Another threat that has become very real for many families is that more and more kids grow up with dangerous, sometimes fatal food allergies. I got to know a family with a child haunted by severe peanut allergy. For the kids it could be fatal just by coming in contact with peanuts or food containing them and by coming in contact with something that had touched peanuts or foods containing them. For this particular family it meant that the mother accompanied the child everywhere to supervise the surroundings and make sure that it was safe, at least until school age. Once the child started Kindergarten, the mother still came to school to observe the child's lunch and eliminate potential threats. Since a drastically increasing number of children suffer from allergies, more and more parents have to send separate snack packages for their child to those birthday parties that they attend, pass on eating and drinking instructions to the supervising parents before playdates, and have to trust that they will remember this significant information. All these considerations lead to constant worries on behalf of the parents, something that earlier generations of parents did not have to do.

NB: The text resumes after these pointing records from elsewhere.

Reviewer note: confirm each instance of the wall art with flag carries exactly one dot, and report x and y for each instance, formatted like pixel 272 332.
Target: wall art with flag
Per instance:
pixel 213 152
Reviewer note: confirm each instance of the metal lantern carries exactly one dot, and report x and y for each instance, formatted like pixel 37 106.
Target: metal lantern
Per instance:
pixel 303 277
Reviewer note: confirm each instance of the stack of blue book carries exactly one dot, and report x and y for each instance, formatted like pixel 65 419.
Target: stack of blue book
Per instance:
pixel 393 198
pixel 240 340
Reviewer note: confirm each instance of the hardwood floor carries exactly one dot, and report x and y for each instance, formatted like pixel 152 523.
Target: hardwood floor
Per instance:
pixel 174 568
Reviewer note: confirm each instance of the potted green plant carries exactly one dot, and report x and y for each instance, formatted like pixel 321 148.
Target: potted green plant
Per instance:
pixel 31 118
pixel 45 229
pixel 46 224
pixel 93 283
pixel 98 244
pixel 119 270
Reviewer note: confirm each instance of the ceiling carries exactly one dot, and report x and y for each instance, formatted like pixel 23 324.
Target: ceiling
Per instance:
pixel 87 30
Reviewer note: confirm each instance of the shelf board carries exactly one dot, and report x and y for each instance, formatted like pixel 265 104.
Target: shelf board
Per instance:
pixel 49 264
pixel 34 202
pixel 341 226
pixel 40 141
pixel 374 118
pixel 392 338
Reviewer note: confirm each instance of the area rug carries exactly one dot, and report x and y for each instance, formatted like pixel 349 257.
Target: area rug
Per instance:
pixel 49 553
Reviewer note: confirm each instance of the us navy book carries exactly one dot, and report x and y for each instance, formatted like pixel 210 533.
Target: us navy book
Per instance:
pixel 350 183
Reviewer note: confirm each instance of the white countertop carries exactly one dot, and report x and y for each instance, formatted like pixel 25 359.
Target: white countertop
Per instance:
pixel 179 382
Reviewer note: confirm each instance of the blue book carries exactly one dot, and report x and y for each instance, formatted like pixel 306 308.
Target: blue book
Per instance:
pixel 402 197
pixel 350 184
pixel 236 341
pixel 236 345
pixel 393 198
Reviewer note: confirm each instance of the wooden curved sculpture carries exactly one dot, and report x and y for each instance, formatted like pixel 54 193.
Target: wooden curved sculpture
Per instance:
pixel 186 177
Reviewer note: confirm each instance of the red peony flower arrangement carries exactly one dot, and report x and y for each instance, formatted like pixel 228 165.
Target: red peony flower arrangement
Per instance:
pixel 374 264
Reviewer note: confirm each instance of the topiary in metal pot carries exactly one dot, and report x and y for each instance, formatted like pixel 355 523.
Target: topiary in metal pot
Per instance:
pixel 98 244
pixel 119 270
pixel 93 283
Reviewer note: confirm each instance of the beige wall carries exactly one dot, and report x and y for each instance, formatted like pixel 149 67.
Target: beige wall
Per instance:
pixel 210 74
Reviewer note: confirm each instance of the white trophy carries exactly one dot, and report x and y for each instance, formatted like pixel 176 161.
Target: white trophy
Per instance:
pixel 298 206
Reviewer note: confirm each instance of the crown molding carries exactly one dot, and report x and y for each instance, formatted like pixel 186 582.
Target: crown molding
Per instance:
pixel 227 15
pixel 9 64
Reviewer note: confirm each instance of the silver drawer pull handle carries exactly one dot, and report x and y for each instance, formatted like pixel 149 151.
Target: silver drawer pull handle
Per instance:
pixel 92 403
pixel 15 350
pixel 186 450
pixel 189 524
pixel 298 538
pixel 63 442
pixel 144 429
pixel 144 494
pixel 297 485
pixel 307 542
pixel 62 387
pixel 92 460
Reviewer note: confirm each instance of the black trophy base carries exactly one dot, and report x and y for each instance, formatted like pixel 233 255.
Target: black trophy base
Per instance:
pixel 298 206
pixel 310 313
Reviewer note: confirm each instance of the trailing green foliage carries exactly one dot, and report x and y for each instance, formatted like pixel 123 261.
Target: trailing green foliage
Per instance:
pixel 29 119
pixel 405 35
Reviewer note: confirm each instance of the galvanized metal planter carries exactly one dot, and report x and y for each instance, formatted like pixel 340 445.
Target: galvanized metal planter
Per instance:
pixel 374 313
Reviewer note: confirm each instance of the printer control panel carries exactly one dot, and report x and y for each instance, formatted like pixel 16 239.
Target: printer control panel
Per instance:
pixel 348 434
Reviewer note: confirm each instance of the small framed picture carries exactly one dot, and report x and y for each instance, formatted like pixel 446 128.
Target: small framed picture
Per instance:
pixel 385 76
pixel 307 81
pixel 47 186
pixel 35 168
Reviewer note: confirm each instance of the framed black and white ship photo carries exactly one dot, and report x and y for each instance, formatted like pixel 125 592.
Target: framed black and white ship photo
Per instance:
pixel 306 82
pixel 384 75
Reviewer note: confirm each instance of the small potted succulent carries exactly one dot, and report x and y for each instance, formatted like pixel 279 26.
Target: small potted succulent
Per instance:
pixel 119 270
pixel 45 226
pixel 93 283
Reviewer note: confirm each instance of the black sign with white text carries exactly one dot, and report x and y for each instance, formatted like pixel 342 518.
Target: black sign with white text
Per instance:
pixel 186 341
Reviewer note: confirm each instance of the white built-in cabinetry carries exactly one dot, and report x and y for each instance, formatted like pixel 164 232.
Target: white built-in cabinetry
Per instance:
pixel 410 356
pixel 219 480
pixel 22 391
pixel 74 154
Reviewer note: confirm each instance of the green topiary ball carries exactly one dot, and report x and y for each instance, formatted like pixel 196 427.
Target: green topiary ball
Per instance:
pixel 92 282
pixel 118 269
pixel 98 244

What does this all mean? That we as individuals, consumers, and parents should remember our right to the pursuit of happiness which clearly includes issues of safety. We should demand more protection against threats from guns and harmful foods that could be eliminated with the right kind of legislation. For officials and authorities it should be a clear priority to protect the rights of the people to personal safety and not place economic gains of big corporations before the needs of individuals. With stricter gun laws and higher health standards in place, we may even be able to revive some of the lost freedoms for our children and us.